鱧をひと口大に切り、熱湯にさっとくぐらせると、まるで花びらがほころぶように、骨切りをした切れ込みがゆっくりと広がっていきます。
「刻み梅干しを載せて、さっぱりとさせます」
さらに、若布や浜防風を添えて三杯酢を回しかけ、器に盛ります。
5.鱧料理に添えるひと皿:旬の食材を使った蛍烏賊と蕗の酢味噌がけ
3品目は、蛍烏賊と蕗に酢味噌をかけた1品です。蛍烏賊は目や口骨を取り除き、蕗とともに甘酢に浸けて下味をつけ、白味噌に甘酢、辛子を混ぜた酢味噌を添えます。紅蓼と、九州産の淡水のり「水前寺海苔」を三角に切り、兜に見立てて添えました。
「酢味噌の料理を併せることで、鱧料理のさっぱりした味が引き立ち、おいしいですね」と松下先生。

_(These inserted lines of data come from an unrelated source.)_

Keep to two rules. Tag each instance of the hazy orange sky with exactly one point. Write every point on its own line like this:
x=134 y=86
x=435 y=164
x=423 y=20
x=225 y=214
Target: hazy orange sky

繊細な味わいの鱧を、ほのかな香りやさっぱりとした味わいで楽しめる食膳が完成しました。
6.まとめ
梅雨の時期から7月末に旬を迎える鱧は、暑い夏の京都に欠かせない風物詩となっています。祇園祭の頃になると、京料理に食材としてさまざまに用いられることから、「祇園祭は鱧祭」と呼ばれることもあります。
鱧は「骨切り」という京料理人の熟練の技で小骨が切られると、身の食感が心地よい利休棒寿司やさっぱり爽やかな梅肉和えに姿を変えました。
夏の季節を彩る旬の味覚を楽しんでみてはいかがでしょう。